De son côté, 14Haussmann est la régie dotée d’une expertise contenus sur l’ensemble des médias du groupe Figaro. Elle détermine la manière dont un sujet peut être traité en adéquation avec les rédactions de tel ou tel magazine du groupe.
Travaillez-vous uniquement avec les clients du Groupe Figaro ou avec toutes les marques ?
M.E. : Nous travaillons avec toutes les marques. Avec notre métier d’agence, nous avons une relation directe avec nos clients et nous accompagnons également les clients du Groupe Figaro sur des problématiques social media très précises. En complément des équipes 14Haussmann évidemment.
Y a-t-il une volonté du côté du groupe de contrôler les contenus de marques diffusés sur ses médias grâce à votre agence ?
M.E. : En tant qu’agence nous ne faisons pas de media planning, nous n’intégrons pas les canaux Figaro dans nos recommandations. Nous élaborons une stratégie publicitaire à dominante sociale pour nos clients, et du media planning qui se cantonne aux réseaux sociaux lorsque nous diffusons.
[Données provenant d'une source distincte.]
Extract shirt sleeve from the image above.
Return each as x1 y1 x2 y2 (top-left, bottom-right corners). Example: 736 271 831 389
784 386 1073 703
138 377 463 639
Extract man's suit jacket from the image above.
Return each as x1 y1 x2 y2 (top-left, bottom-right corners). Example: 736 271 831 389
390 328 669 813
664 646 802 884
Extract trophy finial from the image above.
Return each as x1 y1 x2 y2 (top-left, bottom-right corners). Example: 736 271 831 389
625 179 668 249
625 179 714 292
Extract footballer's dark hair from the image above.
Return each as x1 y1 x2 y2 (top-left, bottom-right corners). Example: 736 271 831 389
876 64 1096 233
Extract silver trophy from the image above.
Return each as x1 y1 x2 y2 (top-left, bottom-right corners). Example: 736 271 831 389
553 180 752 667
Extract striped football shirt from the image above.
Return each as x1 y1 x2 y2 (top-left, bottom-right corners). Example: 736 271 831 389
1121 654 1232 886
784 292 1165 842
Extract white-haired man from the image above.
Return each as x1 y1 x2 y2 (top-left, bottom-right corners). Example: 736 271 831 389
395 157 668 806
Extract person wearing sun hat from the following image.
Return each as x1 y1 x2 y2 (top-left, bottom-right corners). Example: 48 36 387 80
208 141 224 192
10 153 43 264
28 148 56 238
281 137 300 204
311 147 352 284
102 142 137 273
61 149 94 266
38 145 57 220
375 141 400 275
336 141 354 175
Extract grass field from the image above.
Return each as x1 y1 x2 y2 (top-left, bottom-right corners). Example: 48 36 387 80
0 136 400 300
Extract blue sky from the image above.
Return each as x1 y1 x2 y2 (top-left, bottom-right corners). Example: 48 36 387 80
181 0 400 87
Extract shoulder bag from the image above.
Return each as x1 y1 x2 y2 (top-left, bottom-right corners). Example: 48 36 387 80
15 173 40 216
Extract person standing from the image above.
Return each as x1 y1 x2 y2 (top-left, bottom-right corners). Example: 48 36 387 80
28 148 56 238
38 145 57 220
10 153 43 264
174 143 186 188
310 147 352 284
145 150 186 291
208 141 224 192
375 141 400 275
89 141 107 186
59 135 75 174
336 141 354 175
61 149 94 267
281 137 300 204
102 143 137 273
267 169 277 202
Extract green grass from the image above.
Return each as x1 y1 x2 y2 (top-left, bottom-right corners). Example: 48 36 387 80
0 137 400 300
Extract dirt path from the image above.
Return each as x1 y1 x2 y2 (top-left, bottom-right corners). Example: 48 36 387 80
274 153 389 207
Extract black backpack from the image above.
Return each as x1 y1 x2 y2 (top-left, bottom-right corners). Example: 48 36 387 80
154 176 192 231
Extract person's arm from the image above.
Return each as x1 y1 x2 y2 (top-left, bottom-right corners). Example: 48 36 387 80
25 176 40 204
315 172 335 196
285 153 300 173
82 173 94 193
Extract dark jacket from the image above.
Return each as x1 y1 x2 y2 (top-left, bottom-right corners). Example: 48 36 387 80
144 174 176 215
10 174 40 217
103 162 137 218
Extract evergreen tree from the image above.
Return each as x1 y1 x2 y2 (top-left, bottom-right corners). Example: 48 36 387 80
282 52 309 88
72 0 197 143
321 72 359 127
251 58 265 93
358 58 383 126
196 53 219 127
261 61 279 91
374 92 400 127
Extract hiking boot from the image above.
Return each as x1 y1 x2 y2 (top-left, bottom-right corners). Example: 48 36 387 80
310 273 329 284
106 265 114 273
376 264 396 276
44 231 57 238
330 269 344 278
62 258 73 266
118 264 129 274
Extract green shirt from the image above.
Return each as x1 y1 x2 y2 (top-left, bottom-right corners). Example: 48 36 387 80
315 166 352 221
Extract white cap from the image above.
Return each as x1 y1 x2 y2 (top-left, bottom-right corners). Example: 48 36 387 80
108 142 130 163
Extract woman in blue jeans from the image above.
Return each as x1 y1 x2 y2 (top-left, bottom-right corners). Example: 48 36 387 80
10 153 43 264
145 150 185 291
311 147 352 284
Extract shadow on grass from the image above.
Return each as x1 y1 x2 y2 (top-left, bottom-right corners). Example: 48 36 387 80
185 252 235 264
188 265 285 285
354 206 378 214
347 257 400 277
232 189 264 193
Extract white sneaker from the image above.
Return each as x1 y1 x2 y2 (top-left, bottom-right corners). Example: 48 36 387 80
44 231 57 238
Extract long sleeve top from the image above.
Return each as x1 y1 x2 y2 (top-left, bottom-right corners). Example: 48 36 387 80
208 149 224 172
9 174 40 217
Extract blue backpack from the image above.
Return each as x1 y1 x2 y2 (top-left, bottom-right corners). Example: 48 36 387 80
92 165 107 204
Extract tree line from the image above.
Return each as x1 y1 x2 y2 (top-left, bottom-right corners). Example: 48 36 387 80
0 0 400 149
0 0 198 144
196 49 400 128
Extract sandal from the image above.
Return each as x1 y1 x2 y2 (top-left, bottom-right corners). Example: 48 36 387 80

Nous ne sommes pas restreints aux canaux du Figaro, nous sommes vraiment indépendants de ce point de vue-là.
Les marques ont-elles toute vocation à éditorialiser leurs contenus ?
M.E. : C’est complexe. Tout le monde a quelque chose à raconter et chaque marque à quelque chose à dire, avec un point de vue à défendre. Plus on avance, plus les marques se doivent de porter un message. Toutefois, elles ne sont pas toutes prêtes à le faire, et n’ont pas toute une dimension qui leur permette de le faire. Dans un monde idéal, toutes les marques pourraient raconter une histoire qui passe avant le produit. J’aime à penser que nous devons d’abord être séduits par l’histoire d’une marque avant d’être séduits par ses produits. Par son ADN, le message et l’engagement qu’elle véhicule. Après, certaines marques fonctionnent très bien avec des histoires purement commerciales.
Qu’est-ce que ce type d’agence a de différent par rapport à une agence de communication classique ?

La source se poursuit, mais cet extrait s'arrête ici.